After you’ve done all your homework, discuss your short list of options with your doctor. Raise any questions or concerns. Get his or her professional opinion or recommendations, then come to your final decision together.
Unfortunately, you might have to insist on getting a say. One 2010 study by Brian Zikmund-Fisher and seven other researchers found that 20 to 35 percent of more than 450 patients who either had or considered surgery for cataracts, lower back pain, and/or hip/knee replacement said their doctors didn’t ask what they preferred to do. The same study found that, while more than 95 percent of patients said their doctors told them about the pros of these invasive procedures, only 43 to 80 percent ever mentioned reasons not to have the surgery. Whenever your doctor talks about the benefits of a treatment, always ask about the drawbacks. Only you can decide what tradeoffs you are willing to make.
Another study, in 2017, by David Levine, M.D., and two other researchers, looked at how a nationally representative sample of more than 21,000 patients rated seven key elements of shared decision-making and found a significant increase from 2002 to 2014. Out of a possible top score of 7, patients gave their doctors an average of 5.0 in 2014, up from 4.4 in 2002.
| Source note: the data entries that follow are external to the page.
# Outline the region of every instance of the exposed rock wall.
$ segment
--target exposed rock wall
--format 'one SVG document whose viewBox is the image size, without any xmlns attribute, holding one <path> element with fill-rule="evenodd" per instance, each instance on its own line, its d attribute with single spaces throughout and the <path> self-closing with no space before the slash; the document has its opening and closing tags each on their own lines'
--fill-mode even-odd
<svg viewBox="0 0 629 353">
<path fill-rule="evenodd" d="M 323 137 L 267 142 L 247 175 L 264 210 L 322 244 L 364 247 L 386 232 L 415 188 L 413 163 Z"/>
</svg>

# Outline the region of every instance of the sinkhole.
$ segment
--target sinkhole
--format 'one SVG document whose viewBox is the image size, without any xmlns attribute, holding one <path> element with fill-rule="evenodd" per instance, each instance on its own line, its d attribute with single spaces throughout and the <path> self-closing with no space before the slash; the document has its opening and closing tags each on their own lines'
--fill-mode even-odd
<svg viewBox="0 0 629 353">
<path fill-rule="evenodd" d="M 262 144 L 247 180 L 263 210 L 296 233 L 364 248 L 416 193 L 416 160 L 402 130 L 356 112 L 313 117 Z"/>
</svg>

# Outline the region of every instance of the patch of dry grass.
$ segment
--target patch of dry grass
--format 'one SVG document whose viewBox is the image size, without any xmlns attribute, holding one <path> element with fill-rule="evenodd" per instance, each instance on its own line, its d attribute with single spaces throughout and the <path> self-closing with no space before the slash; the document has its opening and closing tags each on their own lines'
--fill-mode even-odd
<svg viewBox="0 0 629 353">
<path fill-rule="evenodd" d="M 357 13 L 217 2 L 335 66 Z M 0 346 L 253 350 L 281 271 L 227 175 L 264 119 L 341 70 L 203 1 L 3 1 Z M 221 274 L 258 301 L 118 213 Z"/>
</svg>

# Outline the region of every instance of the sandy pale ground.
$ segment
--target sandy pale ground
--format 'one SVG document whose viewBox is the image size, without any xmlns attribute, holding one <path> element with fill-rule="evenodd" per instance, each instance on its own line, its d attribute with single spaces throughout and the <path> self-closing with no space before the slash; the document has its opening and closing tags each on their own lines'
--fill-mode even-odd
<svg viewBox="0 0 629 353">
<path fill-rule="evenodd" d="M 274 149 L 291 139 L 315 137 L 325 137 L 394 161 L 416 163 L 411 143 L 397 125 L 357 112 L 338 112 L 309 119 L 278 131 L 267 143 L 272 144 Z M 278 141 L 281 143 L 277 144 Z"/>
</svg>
Despite what looks like fairly good progress on shared decision-making, the complexity and fragmentation of the U.S. healthcare system “still inhibit its incorporation into mainstream care,” says Angela Coulter, a United Kingdom–based health policy analyst and researcher who conducted a 2018 study of shared decision-making progress in the U.S. and eight other countries.
Unfortunately, there are often gaps between such noble goals and actual practice. Often doctors don’t collaborate with their patients because they can’t or don’t want to give up control and tend to do most of the talking and not enough listening. Another problem: Many physicians “believe they do practice shared decision-making, when in fact they don’t, or think their patients don’t want it, when they do,” says Coulter.
Another obstacle: “If your physician is not engaged with you, not sharing the decision-making, or seems uncaring, those are signs of burnout,” says Ripley Hollister, M.D., a family practice specialist in Colorado Springs, Colo., and a board member of the Physicians Foundation, a nonprofit that works to strengthen the doctor-patient relationship.
A whopping 78 percent of doctors say they experience burnout sometimes, often, or always, according to a biennial survey last year of more than 8,700 doctors by the Physicians Foundation.
Among the stressors are frustration with health insurers and their red tape, often-negative relationships with hospitals, patients crowding in at or over capacity, and time consumed by paperwork and electronic medical records.
“Many physicians don’t have time to decompress,” says Hollister.
In other words, doctors are subject to human limitations, too. That reality should encourage you to actively engage in your own medical care, seeing medical professionals as partners.